On Mon, 2007-10-29 at 12:29 -0400, Jeff Garzik wrote:
> James Bottomley wrote:
> > On Mon, 2007-10-29 at 12:07 -0400, Jeff Garzik wrote:
> >> James Bottomley wrote:
> >>> This still doesn't solve the fundamental corruption problem:
> >>> sdev->event_work has to contain the work entry until the workqueue has
> >>> finished executing it (which is some unspecified time in the future).
> >>> As soon as you drop the sdev->list_lock, the system thinks
> >>> sdev->event_work is available for reuse.  If we fire another event
> >>> before the work queue finished processing the prior event, the queue
> >>> will be corrupted.
> >> I think you're misunderstanding the workqueue code?  You can call 
> >> schedule_work(&sdev->event_work) from anywhere, any time you like, as 
> >> many times as you like.
> > 
> > OK, take me through it slowly then ... I think schedule_work(work)
> > inserts work->entry onto the workqueue list (in
> > workqueue.c:insert_work()).  If the event hasn't fired, it will already
> > be on the list, so adding the same entry to a list twice causes a list
> > corruption problem.
> It does a test_and_set_bit() first thing in queue_work().  Similar 
> exclusivity logic is found in net device land.  Ah, the fun of locking 
> without locks that benh grumbles about :)

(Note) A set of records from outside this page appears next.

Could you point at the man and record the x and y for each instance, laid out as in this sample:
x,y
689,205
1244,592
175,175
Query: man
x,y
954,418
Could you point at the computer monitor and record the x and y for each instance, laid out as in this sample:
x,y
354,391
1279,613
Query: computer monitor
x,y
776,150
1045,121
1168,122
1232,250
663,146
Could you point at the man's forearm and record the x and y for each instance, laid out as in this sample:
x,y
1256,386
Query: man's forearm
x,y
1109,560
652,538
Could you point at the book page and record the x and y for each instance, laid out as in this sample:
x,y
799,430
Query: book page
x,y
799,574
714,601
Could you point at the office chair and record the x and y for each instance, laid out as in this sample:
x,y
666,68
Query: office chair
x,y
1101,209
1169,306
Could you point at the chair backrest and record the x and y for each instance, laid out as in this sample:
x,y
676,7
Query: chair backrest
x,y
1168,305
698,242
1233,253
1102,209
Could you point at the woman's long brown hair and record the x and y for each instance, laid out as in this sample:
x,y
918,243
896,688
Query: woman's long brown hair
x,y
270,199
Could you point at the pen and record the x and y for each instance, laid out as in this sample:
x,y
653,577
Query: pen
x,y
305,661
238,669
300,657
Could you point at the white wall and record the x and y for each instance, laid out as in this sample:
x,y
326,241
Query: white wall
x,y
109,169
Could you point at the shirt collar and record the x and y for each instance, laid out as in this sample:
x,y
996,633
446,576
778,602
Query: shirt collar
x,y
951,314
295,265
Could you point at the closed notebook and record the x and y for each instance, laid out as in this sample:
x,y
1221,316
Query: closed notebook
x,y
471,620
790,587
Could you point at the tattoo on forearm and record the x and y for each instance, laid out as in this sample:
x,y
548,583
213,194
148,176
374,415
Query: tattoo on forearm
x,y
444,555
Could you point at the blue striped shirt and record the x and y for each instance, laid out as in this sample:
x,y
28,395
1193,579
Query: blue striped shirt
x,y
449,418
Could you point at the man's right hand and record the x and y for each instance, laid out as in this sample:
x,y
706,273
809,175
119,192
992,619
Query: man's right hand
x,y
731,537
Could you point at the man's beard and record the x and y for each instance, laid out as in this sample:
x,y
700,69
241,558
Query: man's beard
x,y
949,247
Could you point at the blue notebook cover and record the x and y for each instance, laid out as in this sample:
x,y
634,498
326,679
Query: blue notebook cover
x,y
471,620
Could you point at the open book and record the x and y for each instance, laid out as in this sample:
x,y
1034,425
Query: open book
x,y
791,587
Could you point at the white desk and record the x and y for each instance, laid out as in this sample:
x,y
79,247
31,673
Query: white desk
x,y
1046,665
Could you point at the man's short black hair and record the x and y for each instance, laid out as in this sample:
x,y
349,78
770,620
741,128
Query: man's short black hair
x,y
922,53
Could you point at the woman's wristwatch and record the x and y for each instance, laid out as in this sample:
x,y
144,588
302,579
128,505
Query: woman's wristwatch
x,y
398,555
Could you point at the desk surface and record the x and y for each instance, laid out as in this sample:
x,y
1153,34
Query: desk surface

Ah, OK, sorry ... I was actually looking at __queue_work().

> > Plus, unfortunately, the CC/UA events are going to have to carry extra
> > sense data; they're not simply going to be triggers saying something
> > happened.
> OK this is a fair criticism.
> If additional data must be carried, then I must ditch the beloved bitmap 
> implementation and go back to a list (with associated GFP_ATOMIC alloc).
> I will fix this, unless I receive email to the contrary...

Yes, unfortunately, thanks.  If all events were a simple number, it's
easy, but the CC/UA events carry data as well.